The government has confirmed colleges will be expected to pay an extra £142 million a year in employer contributions to the teachers’ pension scheme.
The increase comes into force in September 2019, but as this is half way through the financial year the Department for Education has estimated that colleges will have to pay £80 million extra in 2019/20.
This will increase to the full amount of £142 million in 2020/21.
The latest estimates were revealed by schools minister Nick Gibb in a series of written answers to parliamentary questions asked by shadow education secretary Angela Rayner.
Julian Gravatt, deputy chief executive of the Association of Colleges, said the figure of £142 million amounts to approximately two per cent of college income.
As colleges already spend an average of five per cent of their income (£350 million) on contributions to the teacher pension scheme, this will take costs up to approximately £500 million, or seven per cent of total income, by 2020/21.
As FE Week reported in September, the AoC previously expected that colleges would face paying an extra £140 million as early as 2019/20, a contribution rise of over 40 per cent. At the time, the DfE would not be drawn on a figure.
DFE estimate TPS employer cost increase will cost Colleges £142 mil, post-92 Universities £142 mil and private schools £191 mil in 2020-21. I calculate this implies £1,275 mil for state-funded schools.
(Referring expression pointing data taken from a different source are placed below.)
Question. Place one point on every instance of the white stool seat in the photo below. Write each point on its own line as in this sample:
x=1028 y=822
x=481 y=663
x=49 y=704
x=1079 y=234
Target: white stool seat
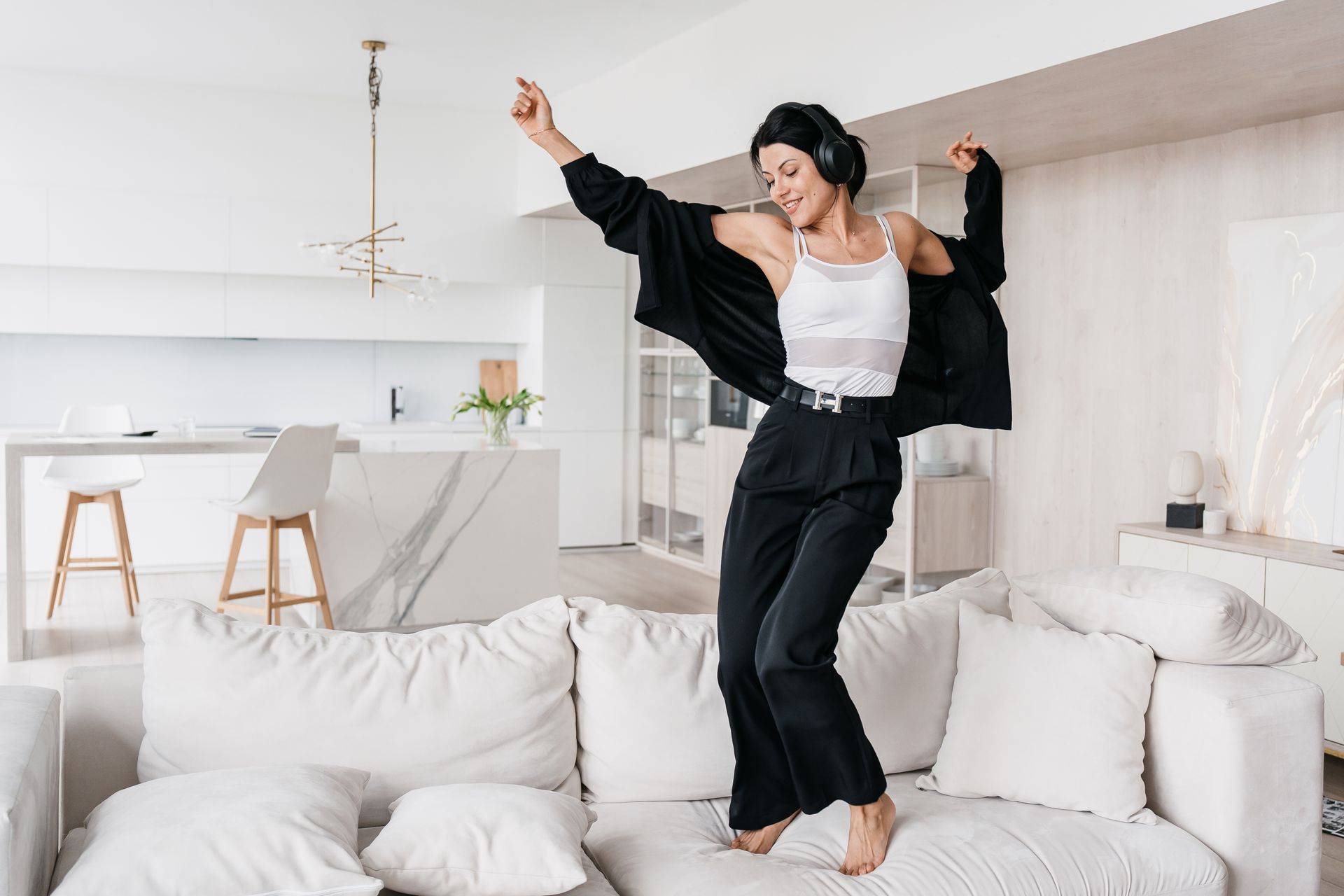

DFE promises funding for state-funded schools and colleges but for how long? https://t.co/pzNQQ8r28z
— Julian Gravatt (@JulianGravatt) November 7, 2018
The Treasury has said the government will “cover the extra costs” for colleges and schools for the “rest of the spending review”, which runs until March 2020.
In an answer to Ms Rayner submitted on October 16, Mr Gibb said the DfE “proposes” to fund schools and colleges for the increased costs relating to the teachers’ pension scheme and would “shortly” run a public consultation to seek views on this and understand the impact of the changes.
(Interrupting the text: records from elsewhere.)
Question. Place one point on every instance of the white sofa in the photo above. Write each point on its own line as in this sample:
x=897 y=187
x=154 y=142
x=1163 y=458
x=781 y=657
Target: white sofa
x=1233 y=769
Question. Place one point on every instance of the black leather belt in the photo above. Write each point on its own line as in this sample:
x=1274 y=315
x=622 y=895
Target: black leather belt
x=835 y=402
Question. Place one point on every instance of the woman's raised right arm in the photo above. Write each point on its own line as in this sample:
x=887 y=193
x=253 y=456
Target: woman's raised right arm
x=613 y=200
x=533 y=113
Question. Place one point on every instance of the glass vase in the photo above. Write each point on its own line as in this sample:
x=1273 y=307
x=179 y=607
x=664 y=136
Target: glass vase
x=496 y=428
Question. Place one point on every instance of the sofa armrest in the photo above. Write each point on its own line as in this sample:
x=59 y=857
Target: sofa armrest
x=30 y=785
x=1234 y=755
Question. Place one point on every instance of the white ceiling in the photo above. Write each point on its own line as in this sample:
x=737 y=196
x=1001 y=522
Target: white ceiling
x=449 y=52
FE providers proposed to receive funding include general FE colleges, sixth form colleges, specialist post-16 institutions and adult and community learning providers.
In an answer to Ms Rayner submitted on October 30, Mr Gibb said it was expected that an extra £1.1 billion would be needed in the teachers’ pension scheme for 2019/20. This would take the form of £80 million from FE colleges, £830 million from state funded schools, £110 million from independent schools and £80 million from affected higher education institutes.
In another answer, submitted on November 6, Mr Gibb said the DfE estimates that the cost of increased employer contributions for 2020/21 would be £142 million for FE providers, £191 million for independent schools and £142 million for higher education institutions.
“Funding arrangements for the increased costs will be considered as part of the next spending review,” he added.
The outcome of a valuation of teachers’ pensions was released in August, which the Treasury undertakes every four years, and suggested public sector workers would get improved benefits from 2019.